There were and are very challenging moments – irritability, anger, name calling, screaming – leading up to and after the eventual last day.
It is very hard not to take any of it personally – especially when I get the brunt of it rather than the hubby – but I remind myself this is not about me.
Easier said than done – trust me. There are moments when I lose my patience with T’s rudeness.
On the last day, last Friday, we were blessed with an activity the school had already planned – a visit by the community police.
This provided T with a much-needed distraction and he enjoyed petting the police dog and sitting in the driver’s seat of his car.
His CYW told us T was all over the place that day and understandably so – and he was in quite the foul mood at daycare after school.
That afternoon, T got to skip a period of class to attend his friend’s goodbye party.
His CYW sent us a photo she took of T and his friend sharing a goodbye hug.
I will not share this photo, as it truly felt like a sacred special moment – but the look of sadness and love on T’s face, his eyes closed and hands wrapped tightly around his friend, is equally heartbreaking and heart filling.

This experience with T made me reflect on the revolving doors of life – and it made me think about two polar opposite and extreme reactions.
On one end, we can hang on and try not to let go of loved ones and on the other, we can close ourselves off from others so we protect ourselves from experiencing eventual loss and pain.
As with everything in life, the truth really lies in the gradient in between.
The one constant thing in life is change. We say hello and goodbye to family, friends, colleagues, pets, homes.
We do our best to stay in touch but also recognize that some goodbyes are final.
So all we can do is to live in the moment, treasure each other while we can, and have the memories when a chapter in our lives close.

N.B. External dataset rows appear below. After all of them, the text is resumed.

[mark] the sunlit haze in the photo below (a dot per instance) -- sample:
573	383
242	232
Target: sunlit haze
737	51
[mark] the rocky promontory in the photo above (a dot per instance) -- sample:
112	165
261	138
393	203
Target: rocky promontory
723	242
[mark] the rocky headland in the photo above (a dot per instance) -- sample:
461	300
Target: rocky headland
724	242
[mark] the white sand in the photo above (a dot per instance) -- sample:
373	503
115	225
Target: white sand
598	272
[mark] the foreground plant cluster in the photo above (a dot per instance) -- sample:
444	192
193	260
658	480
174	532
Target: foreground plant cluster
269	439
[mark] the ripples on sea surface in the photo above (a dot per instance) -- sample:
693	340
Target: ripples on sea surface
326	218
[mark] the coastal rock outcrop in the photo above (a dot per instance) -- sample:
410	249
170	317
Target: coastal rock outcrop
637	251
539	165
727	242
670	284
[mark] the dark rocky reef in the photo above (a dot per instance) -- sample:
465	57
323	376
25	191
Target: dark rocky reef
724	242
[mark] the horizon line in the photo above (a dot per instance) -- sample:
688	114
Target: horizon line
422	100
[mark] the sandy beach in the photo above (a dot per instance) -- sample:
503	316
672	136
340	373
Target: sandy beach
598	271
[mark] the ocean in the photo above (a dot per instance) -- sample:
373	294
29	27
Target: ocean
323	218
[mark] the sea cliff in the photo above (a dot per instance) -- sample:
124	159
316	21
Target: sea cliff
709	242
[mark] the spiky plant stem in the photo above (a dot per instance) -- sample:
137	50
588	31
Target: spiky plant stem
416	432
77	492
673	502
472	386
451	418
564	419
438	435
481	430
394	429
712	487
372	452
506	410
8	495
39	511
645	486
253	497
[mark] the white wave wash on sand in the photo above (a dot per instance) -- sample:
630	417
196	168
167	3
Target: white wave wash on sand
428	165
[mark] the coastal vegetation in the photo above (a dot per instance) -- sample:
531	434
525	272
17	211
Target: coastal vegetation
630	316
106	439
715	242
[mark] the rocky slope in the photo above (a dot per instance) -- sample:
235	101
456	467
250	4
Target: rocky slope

This is a hard message for an 8-year-old boy – one that struggles with abstract concepts and emotional regulation – to understand right now.
So this story continues.
The past weekend was gray and rain filled. T said the skies were crying because of his friend.
This kid certainly has my flair for the dramatics.
But Spring is in the air. The tulips are sprouting in our garden and our cherry tree (pictured at top) is in bloom. I’m going to enjoy them for the week or so days we get them every year.
Nature provides a wonderful mirror to reflect on our daily walks in life.